$a)\ \text{We take two elements } x_1\text{ and } x_2\in X, x_1\neq x_2.\\ \text{Then we find }f(x_1) \text{ and } f(x_2), f(x_1)\neq f(x_2).\\ \text{As } Y \text{ is Hausdorff there exist two neighbourhoods }U\text{ and }\\ V\text{ in Y}: f(x_1)\subset U,\ f(x_2)\subset V,\ U\cap V=\empty.\\ \empty=f^{-1}(U\cap V)=f^{-1}(U)\cap f^{-1}(V).\\ \text{We found two neighbourhoods }f^{-1}(U)\text{ and }f^{-1}(V)\\ \text{of } x_1 \text{ and } x_2\text{ respectively such that }f^{-1}(U)\cap f^{-1}(V)=\empty.\\ X\text{ is Hausdorff}.\\ b)\text{ We should show that } f(x)=g(x)\text{ on the set of all the boundary points of }X.\\ \text{Let }x_0\text{ be a boundary point of }X.\\ \text{We reach }x_0\text{ from the side of }X:\\ \lim_{x\rightarrow x_0}f(x)=f(x_0)\text{ (f is continuous)}.\\ \lim_{x\rightarrow x_0}g(x)=g(x_0)\text{ (g is continuous)}.\\ f(x)=g(x)\text{ for all the interior points.

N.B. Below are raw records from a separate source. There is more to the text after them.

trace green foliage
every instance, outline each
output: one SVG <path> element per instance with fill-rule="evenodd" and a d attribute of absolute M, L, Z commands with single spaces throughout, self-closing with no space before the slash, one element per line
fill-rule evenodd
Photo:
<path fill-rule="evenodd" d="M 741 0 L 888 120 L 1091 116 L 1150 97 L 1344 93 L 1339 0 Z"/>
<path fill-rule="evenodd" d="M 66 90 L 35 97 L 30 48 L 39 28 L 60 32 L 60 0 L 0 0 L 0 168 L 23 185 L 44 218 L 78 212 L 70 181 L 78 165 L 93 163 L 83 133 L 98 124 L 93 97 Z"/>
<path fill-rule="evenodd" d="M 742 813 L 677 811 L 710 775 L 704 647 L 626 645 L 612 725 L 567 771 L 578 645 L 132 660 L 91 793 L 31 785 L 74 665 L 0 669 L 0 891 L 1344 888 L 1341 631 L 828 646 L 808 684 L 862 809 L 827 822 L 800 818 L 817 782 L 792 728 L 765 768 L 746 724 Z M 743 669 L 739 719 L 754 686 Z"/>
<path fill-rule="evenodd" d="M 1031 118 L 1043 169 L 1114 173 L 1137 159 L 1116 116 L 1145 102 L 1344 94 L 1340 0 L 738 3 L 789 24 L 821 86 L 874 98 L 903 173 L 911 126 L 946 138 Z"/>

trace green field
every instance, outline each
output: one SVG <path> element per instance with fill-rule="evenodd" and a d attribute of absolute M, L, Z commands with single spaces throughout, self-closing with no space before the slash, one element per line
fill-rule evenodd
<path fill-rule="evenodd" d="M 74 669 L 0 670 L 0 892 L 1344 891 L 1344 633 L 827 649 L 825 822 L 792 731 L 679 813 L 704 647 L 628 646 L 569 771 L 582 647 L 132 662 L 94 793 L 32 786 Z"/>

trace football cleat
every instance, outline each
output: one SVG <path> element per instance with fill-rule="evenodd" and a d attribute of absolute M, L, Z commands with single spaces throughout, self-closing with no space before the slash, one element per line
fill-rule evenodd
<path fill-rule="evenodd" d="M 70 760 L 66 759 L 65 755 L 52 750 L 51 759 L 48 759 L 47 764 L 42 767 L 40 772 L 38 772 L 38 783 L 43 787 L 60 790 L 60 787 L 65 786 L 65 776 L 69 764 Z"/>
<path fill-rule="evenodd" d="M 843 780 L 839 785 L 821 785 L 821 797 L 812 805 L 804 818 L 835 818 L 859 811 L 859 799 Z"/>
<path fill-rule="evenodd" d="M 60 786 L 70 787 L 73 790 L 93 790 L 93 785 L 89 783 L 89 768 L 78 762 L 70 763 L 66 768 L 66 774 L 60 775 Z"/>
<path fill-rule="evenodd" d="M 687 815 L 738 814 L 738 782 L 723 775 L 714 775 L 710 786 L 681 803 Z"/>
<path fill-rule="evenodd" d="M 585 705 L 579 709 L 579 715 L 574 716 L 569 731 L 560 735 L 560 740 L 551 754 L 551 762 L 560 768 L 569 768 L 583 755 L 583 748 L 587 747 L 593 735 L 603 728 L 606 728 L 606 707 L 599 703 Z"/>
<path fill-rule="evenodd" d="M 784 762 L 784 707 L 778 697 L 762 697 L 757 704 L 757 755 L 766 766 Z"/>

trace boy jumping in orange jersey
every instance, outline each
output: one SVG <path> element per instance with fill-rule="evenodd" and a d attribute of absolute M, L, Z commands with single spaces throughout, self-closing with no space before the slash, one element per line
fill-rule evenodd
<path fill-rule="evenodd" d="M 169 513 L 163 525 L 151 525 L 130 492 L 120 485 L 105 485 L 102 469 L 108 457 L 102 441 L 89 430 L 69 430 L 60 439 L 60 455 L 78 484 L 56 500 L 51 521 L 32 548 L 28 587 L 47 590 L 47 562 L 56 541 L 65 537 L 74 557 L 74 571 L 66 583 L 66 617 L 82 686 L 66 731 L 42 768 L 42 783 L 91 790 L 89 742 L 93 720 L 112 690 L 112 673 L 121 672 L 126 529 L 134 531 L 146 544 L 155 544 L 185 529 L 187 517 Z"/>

So }f(x_0)=g(x_0).$

c) We take a point $(x,y)\notin \Gamma.$ Because $y\neq f(x)$ and $Y$ is Hausdorff, there exist disjoint open sets $V,\ V^{\prime}$ with $f(x)\in V$ and $y\in V^{\prime}$. $f$ is continuous, so $U=f^{-1}(V)$ is open with $x\in U$. We see that $U\times V^{\prime}$ is an open neighborhood of $(x,y)$ that does not intersect the graph. Indeed, if we suppose (for contradiction) that $(z,f(z))\in U\times V^{\prime}$, then it would follow that $f(z)\in V^{\prime}$. However, $z\in U=f^{-1}(V)$ which means that $f(z)\in V$. Thus, $f(z)∈V\cap V^{\prime}$ contradicting the fact that $V,\ V^{\prime}$ are disjoint.